Un trabajador de oficina recibe, en promedio, 117 correos al día, según el Radicati Group. Cada dos minutos, una notificación lo interrumpe, de acuerdo con RescueTime. Y según Harvard Business Review, hasta el 85 % de la jornada laboral se consume en correos, chats y reuniones digitales. Pero más allá del número, lo que importa es lo que revela: una normalidad en la que ya no hay pausas, ni bordes, ni refugio. El trabajo no se quedó en la oficina. Se metió en la casa, en el insomnio, en el cuerpo. No estamos más ocupados. Estamos más tomados. Vivimos dentro del trabajo.
La hiperconexión laboral no fue un efecto secundario. Fue una promesa mal entendida. Las tecnologías digitales, vendidas como herramientas de eficiencia y libertad, se convirtieron en cadenas invisibles. El correo llegó al celular, el chat a la cama, y con ellos, la expectativa de estar disponibles. Siempre. Ya no se trata de trabajar mejor, sino de estar conectados más tiempo, sin importar si eso produce valor o solo fatiga. La productividad, medida en presencia digital, ha sustituido al bienestar como indicador de éxito.
El nuevo tótem corporativo no es el ascenso ni el aumento salarial. Es la disponibilidad absoluta. Se mide en respuestas rápidas, en correos enviados de madrugada, en reuniones a deshoras con cámaras encendidas. La multitarea se volvió adicción institucional. Se espera que se pueda con todo, al mismo tiempo, sin que nadie se rompa. Pero se rompe.
Ya no hay línea entre tiempo productivo y tiempo propio. La pandemia lo oficializó. El trabajo remoto se volvió trabajo permanente. Y con él, el burnout dejó de ser diagnóstico para volverse cultura. Se premia la velocidad aunque implique descuido, se idolatra la conexión continua aunque implique agotamiento, se glorifica la “resiliencia” aunque signifique silencio frente al deterioro. Sin tregua. Sin cuerpo. Sin margen de vida.
Y esta cultura no se limita a los grandes centros corporativos ni a las ciudades hiperconectadas. En Michoacán, también se trabaja así: sin horario, sin frontera, sin pausa. Estados como Michoacán viven la hiperconexión bajo otras condiciones. Profesionistas que responden correos desde el transporte público, maestras que improvisan clases virtuales con datos prestados, burócratas que siguen recibiendo órdenes por WhatsApp a medianoche. Aquí, el trabajo no termina. Solo se desplaza. Y el agotamiento se vuelve paisaje.

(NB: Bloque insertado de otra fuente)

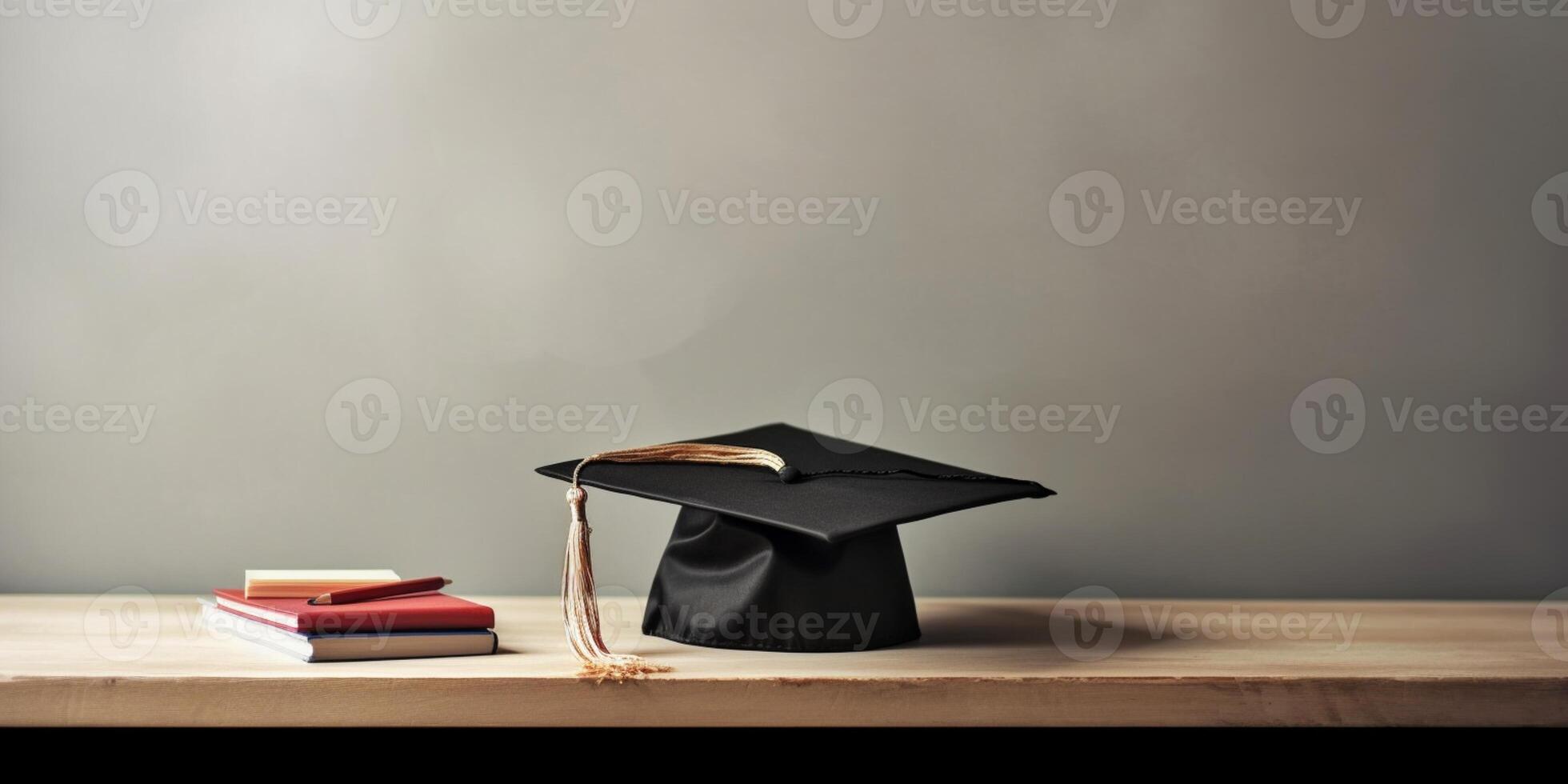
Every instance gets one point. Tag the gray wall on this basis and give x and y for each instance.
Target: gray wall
(960, 289)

La precariedad se combina con la hiperexigencia. No se cuenta con oficinas ergonómicas ni con internet estable, pero se espera eficiencia continua. En muchas zonas del estado, desconectarse no es una opción: es una falta. La flexibilidad, en lugar de liberar, oprime. Y el trabajo, en lugar de dignificar, consume.
La Organización Mundial de la Salud lo advierte: el burnout es una de las principales causas de pérdida de productividad y riesgo psicosocial. La paradoja es brutal: trabajamos más, producimos menos y vivimos peor. No es una falla individual. Es un sistema roto. Un sistema que mide el valor de una persona por su presencia digital, no por su bienestar. Que normaliza el insomnio, la ansiedad, la sobrecarga, como parte del “compromiso laboral”.
En tiempos donde desconectarse parece un lujo, descansar es resistencia. Apagar el celular es una forma de autodefensa. Recuperar el cuerpo, el sueño, el silencio, no es un acto egoísta. Es un derecho. Porque trabajar no debería implicar desaparecer de uno mismo. Ni en Michoacán ni en ningún lugar.